IoT as a source of valuable data
The uptake of IoT, estimated to be in the billions of connected devices, is predicted to double in the next 4 years. IoT and data are strongly linked together, and the data produced and consumed by IoT devices will grow at similar rates. Just deploying an army of IoT devices will only generate large amounts of data which are of little value to businesses if this data is not properly analysed. Analysis will extract meaningful statistics, patterns and trends that produce quality insights and allow business leaders to take data-driven decisions.
IoT and security
The strong push to release a product on the market as early as possible and fierce competition often leads IoT device manufacturers to favour features and a low price point over security. You most likely heard horror stories about hacked baby monitors, surveillance cameras of people being locked in or out of the building due to a hacked IoT device. Even when exploitable vulnerabilities are responsibly disclosed by ethical hackers, there is no regulation regarding device updates, resulting in most cheaper devices never being updated even when security vulnerabilities are public.

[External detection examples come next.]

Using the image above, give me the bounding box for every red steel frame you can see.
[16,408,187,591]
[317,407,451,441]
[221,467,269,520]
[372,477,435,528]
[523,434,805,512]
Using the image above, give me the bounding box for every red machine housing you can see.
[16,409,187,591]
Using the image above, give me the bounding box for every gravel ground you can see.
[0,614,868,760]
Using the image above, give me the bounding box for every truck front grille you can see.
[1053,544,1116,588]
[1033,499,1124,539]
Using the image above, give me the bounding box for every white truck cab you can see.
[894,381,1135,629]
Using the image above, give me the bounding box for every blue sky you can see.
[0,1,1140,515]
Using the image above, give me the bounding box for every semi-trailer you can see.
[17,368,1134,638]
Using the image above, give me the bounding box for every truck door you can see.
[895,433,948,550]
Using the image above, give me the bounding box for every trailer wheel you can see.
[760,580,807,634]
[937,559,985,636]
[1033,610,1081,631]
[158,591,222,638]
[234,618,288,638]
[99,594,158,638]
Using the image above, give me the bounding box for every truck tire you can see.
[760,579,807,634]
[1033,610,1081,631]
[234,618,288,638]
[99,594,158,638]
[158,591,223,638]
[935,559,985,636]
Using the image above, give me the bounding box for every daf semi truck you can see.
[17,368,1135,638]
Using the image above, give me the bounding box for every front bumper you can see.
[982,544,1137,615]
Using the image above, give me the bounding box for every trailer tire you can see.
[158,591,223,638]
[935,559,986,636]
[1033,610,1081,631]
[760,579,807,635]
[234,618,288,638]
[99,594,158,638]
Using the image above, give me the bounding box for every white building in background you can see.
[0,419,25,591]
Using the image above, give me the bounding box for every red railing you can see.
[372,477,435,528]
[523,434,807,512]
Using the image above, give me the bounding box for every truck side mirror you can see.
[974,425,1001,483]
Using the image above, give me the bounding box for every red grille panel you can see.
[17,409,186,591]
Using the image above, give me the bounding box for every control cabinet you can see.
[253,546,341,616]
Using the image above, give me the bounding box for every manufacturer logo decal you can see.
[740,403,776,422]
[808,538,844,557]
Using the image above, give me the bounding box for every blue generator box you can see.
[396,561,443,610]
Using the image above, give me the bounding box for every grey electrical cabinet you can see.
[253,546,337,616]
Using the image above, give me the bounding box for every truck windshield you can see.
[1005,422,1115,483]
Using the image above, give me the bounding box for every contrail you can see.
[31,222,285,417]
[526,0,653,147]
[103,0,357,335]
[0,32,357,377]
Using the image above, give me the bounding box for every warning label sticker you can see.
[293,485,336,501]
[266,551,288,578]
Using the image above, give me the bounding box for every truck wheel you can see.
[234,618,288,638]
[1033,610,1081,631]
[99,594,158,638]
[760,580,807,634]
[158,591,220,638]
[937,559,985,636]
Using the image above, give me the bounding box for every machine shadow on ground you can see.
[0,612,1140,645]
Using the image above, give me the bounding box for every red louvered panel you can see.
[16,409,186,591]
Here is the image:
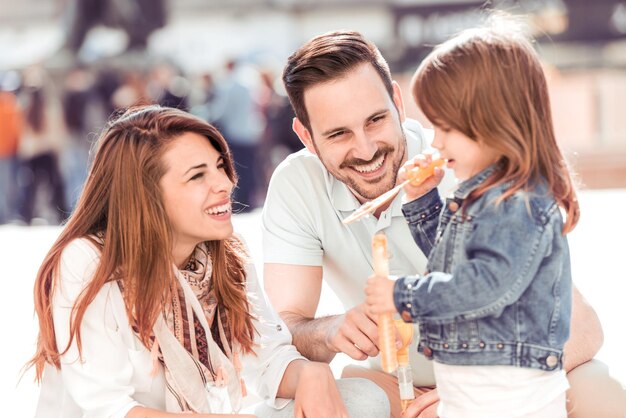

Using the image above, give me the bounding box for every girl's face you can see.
[160,132,233,257]
[433,125,501,181]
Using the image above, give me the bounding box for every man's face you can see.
[294,64,406,203]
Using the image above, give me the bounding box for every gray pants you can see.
[254,378,390,418]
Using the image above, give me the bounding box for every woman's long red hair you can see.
[27,106,254,380]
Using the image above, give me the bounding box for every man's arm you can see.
[263,263,378,362]
[563,286,604,372]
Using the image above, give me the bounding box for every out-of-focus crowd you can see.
[0,59,301,225]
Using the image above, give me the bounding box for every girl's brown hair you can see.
[411,16,580,234]
[28,106,254,380]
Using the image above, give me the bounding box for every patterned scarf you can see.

How can it impact my business?
With intelligent deployment of IoT devices, your business can benefit from a valuable source of data that is timely and accurate. When properly stored and analysed, insights from this data will allow you to run your business more effectively and reduce expenses.
Even when functioning safely, IoT devices generate an ever-growing amount of data, often personal data where the user is easily identifiable. As with all sensitive data, those managing IoT devices need to ensure that the data is held securely and used within the boundaries of laws like EU’s GDPR.